14 OCTOBER 2006, Page 34

Profit from the sins of emission

Merryn Somerset Webb

If you were 100 per cent certain that global warming was for real, it wouldn’t be hard to think of ways of making money out of it. You could buy a farm in the Shetlands, as I observed here in August — but this time with a view not to hobby farming but to building a luxury resort for fugitives from the heat of London in the 2050s, when peak temperatures are forecast to hit 48°C. You could buy a ranch somewhere in the world with massive natural water supplies. Or you could just buy directly into the soft commodities market: if everything we’re told is going to happen happens, the prices of all agricultural produce will be forced up by the rising cost of irrigation and the increase in weird weather around the globe.

The problem is that making money out of these ideas relies on current thinking about climate change turning out to be correct. But what if it isn’t? How stupid would you feel if you poured your pension into a patch of scrubland halfway to Iceland only to find that in 50 years’ time it is just as cold and wet as it has been for the last 1,000 years? I’m no scientist, but I am a full-time market watcher, so I do at least know this: long-term consensus forecasts are almost always wrong. There is no point in investing as though the experts can predict the future, because they can’t — regardless of how much they agree with each other that they can.

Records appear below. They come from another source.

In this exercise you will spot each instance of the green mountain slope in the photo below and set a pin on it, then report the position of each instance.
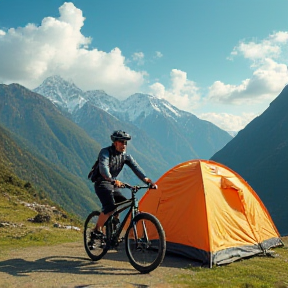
(259, 153)
(46, 130)
(63, 187)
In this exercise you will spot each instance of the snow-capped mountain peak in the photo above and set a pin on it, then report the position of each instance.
(143, 105)
(61, 92)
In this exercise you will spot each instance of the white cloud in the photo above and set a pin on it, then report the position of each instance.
(269, 72)
(158, 54)
(228, 122)
(138, 57)
(265, 84)
(32, 53)
(183, 92)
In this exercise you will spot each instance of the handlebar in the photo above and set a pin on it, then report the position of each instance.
(137, 187)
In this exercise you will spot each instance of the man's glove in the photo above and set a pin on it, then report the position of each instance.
(151, 183)
(117, 183)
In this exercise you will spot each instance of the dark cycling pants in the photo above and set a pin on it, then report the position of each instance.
(108, 195)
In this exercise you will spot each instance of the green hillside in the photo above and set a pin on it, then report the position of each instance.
(64, 188)
(21, 201)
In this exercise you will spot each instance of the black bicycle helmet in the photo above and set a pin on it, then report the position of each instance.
(120, 135)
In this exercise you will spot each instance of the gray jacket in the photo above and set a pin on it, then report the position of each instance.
(111, 163)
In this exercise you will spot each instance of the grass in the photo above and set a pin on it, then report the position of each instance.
(17, 232)
(255, 272)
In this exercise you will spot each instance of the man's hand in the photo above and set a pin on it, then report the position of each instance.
(151, 183)
(117, 183)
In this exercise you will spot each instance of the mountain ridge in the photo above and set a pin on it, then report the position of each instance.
(156, 118)
(259, 153)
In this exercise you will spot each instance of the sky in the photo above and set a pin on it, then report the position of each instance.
(224, 61)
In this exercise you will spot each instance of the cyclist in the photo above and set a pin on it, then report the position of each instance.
(111, 161)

That said, there is one thing about global warming that might be useful to investors: the fact that, regardless of scientific uncertainties, most people are now utterly convinced it is happening. This rather suggests that the smart money should be looking not for a way to invest in global warming itself, but for a way to invest in the continuing assumption of its existence.

The good news is you can now do just that. Post Kyoto — which institutionalised the assumption of global warming — the EU has created a system under which member states agree to cap their carbon emissions. Each member state divvies up its annual emissions allocation among its worst emission-producing companies. Each company in turn is then obliged to produce no more emissions than its allocation allows; if it comes in under target, it can sell the excess allowance as ‘carbon credits’ to other companies which have overshot their targets.

This is where the trading comes in. As long as buying credits is cheaper than paying fines for creating pollution, there will be a market for credits. At present credits are relatively cheap and should continue to be so, partly because, although the supply of EU emission credits is fixed, the total number of credits is not. Companies in developing countries can also create credits by using cleaner production methods, and can sell those credits (known as ‘certified emission reduction’ or CER credits) to financial middlemen who stockpile them and sell them on to EU companies.

In a way this is all typical City stuff (the creation of complicated ways to exploit a solution to a problem that may or may not exist) but the end result is simple: investing in carbon-credit trading is about to become big business. Climate Change Capital, one of the biggest names in the new game, has just raised nearly $1 billion for a ‘carbon fund’ that will invest both directly in emissions and in projects in the developing world that will create CER credits which the fund can then sell. Its chief executive Mark Woodall tells me that his lucky investors (not me sadly the minimum investment is €25 million) should make returns ‘commensurate with a venture capital or infrastructure investment in emerging markets’.

I would guess that means 15–20 per cent on your stake — but the return is far from guaranteed. Remember, a carbon credit is not a real, deliverable commodity. It is a legal construct that will continue to exist only for as long as governments want it to: if they lose interest in capping emissions, or stop cooperating to do so, the market will collapse. It’s also entirely possible that if it looks as though there is good money to be made in carbon, there will be emissions reduction projects in every factory in China. That might be good for the planet, but it won’t be good for investors if a rising supply of credits drives down their market value. Likewise, as alternative energies such as biofuels and wind power become more viable, emissions will reduce naturally, and so will the price of carbon credits.

Still, all these caveats aside, my bet is that over the next five years a carbon fund will turn out to be a much better investment than a Scottish island. Climate Change Capital hopes to launch a fund open to retail investors in the next year or so, but if you can’t wait that long you could look at buying shares in Aim-listed Trading Emissions, a firm which does much the same kind of thing.